I love hearing from Him.
It’s almost like a soft fall breeze rustling in my ears, blowing colorful leaves across my heart as I breathe in the cooling air as it caresses my face.
“I love you, and I give this to you because I do.”
It’s a heart he gives, because I asked. God said, “Ask and you shall receive,” so I said yes Lord, one just like it…and He said, “Why not that one?”
Um…because…well…Okay Lord, may I please have that one. Because a heart so real and so raw and so true is one in a million. So rare that the blood from its rent state spills to the floor in sacrifice like tears from a grateful soul.
Tears in turn that water the ground around and life springs from this living well of joy and love and becomes the beginnings of a river that waters a dry and thirsty land.
Hearts like that are only found when they rest in its Makers hands…a soul sold out for the Lord.
Eight months of this “pregnancy” and I’m dying for labor pains. Six days and six years, yet 88 days and 111 after that. Gematria reads King and bear and good, yet it’s in your hands so we know it is good. The fortune cookie that says “Storms make oaks take deeper root” and salt and Chinese symbols that look strangely like the things You and I have been discussing.
You said I was like Abigail. A life of pain and weariness, of heartache and tears, but you took those tears, those ashes and brought a Phoenix out of what looked like an early grave…and out of the ashes we rise.
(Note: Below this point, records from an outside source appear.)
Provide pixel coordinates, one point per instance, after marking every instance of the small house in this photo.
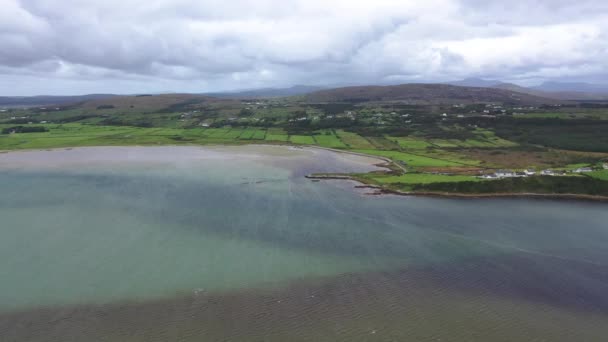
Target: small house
(583, 169)
(504, 173)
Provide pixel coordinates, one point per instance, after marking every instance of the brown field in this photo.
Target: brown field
(523, 159)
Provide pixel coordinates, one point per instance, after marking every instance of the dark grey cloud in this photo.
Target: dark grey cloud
(76, 46)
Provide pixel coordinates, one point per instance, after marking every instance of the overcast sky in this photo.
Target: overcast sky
(138, 46)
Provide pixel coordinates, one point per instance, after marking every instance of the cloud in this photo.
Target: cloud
(187, 45)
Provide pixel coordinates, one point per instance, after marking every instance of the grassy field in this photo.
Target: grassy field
(353, 140)
(602, 175)
(328, 139)
(302, 139)
(430, 167)
(422, 178)
(412, 159)
(276, 134)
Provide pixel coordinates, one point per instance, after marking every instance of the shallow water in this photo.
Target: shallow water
(186, 243)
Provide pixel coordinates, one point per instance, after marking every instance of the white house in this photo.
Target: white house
(504, 173)
(583, 169)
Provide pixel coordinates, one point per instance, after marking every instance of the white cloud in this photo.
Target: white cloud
(211, 44)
Yesterday you mentioned the name David, and recalled Abigail, and yet again today you spoke. King, bear, good. Green, red, yellow. 66, 88, 111. I asked for a timeline and I got it. There’s a burden that comes along with this gift…the joyful (and sometimes apprehensive) wait of things to come.
Counting down the days that I can share my surrender…with surrendered.
Thank you Father for giving me your best.